TRP FEM paper

AbstractTrees are subjected to multiple environmental mechanical loads and adapt the mechanical properties of their stems to an environment changing over time.

Introduction

Trees, unlike animals have a fixed physical location and throughout their life experience ontogenetic and environmental changes. During development changes in size, shape and wood properties occur for both environmental and ontogenetic reasons. These changes are observed in trends of many physical and chemical wood properties having evolutionary function in mechanical stability and a host of other necessary requirements for survival. The Typical Radial Pattern (TRP) of Micro-Fibril Angle (MFA) and density has been argued to exist to provide superior mechanical stability by some while others have suggested the pattern exists for hydraulic function (see Meinzer et al. (2011) for a review). The aim here is to investigate alternative, unobserved radial patterns of MFA and density with respect to mechanical stability utilizing existing wood property data for green core- and outer-wood (sourced from Davies et al. (2016)) to form mathematical mechanical system models which are sloved using Finite Element Modeling as an analytical tool.

While MFA contributes to the stiffness of the cell wall, basic density measures the amount of cell wall in the tissue. Therefore overall mechanical wood properties rely on both features. Wood properties within ’normal’ stems tend to follow TRP (Meinzer et al., 2011). MFA reduces while density increases from the pith to the periphery of the stem. Note that this is not universal and some species and individuals do not necessarily follow the pattern completely.

Wind is one of the most important mechanical loads (Timell, 1986). Wind loading can cause mechanical failure making the tree worthless in a commercial sense. A substantial amount of research on predicting wind throw and wind damage risk for commercial species has been conducted (Ancelin et al., 2004; Peltola et al., 1999; Mayer et al., 1989; Gardiner et al., 2000; Dunham et al., 2000). These models do not investigate the structural failure within the tree, but attempt to identify how likely failure is to occur in a particular environment. Wind also has less obvious effects. Continued wind loadings from a prevailing direction can cause reaction wood production in order to compensate for this loading (Timell, 1986).

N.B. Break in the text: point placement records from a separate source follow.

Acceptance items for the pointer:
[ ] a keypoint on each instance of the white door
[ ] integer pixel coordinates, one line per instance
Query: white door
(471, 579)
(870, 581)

Over the last century or so there have been a number of suggested explanations for why trees grow with the observed TRP. The mechanical hypothesis which is investigated in this study, asserts that the TRP is a result of the tree needing to respond to different mechanical loadings from its environment as it grows. For a seedling, being highly flexible could be important in order to bend out of the path of animals and reduce wind and snow loads. However when the tree grows and a significant size is reached along with a large canopy greater stiffness could be an advantage in outerwood as bending becomes difficult due to the stem diameter. Note that there are other hypotheses, for a good review see Meinzer et al. (2011). The purpose of this paper is to investigate the effect of the TRP of MFA and density on the ability to withstand wind loading.

Structural integrity of both greenwood and corewood have had little attention in literature at the scale of small cellular blocks. Investigating the TRP requires testing at scales small enough to separate corewood and outerwood. Classical mechanics theories have been used, sometimes in conjunction with experimental data from tree pulling and wind tunnel experiments (Rudnicki et al., 2004; Peltola et al., 1999; Spatz et al., 2000). Neither take into account changes in material properties within the stem. Davies et al. (2016) being the only known example where all nine orthotropic elastic material constants have been reported for core- and outerwood.

Elastic deformation of a material occurs when the magnitude of loads applied to a sample are small enough that when released the sample returns to its original state (Hibbeler, 2000). Here we need to define some particular terminology and assumptions. The proportionality limit is the point at which the relationship between stress and strain stops being linear, although not necessarily elastic. The end of the elastic state is characterised by the yield point (elastic limit), after the yield point plastic (irreversible) deformation occurs, although this deformation does not necessarily result in a loss of stiffness (Reiterer et al., 1999).

It was assumed that the proportionality limit and the yield point are equal and the terms yield point, proportionality limit and failure point are used interchangeably to indicate what is strictly the proportionality limit. There is argument for and against the assumption that wood is a linear elastic material in literature (Mackenzie-Helnwein et al., 2005). Within this work models are restricted to the limit of proportionality in order to retain simplicity.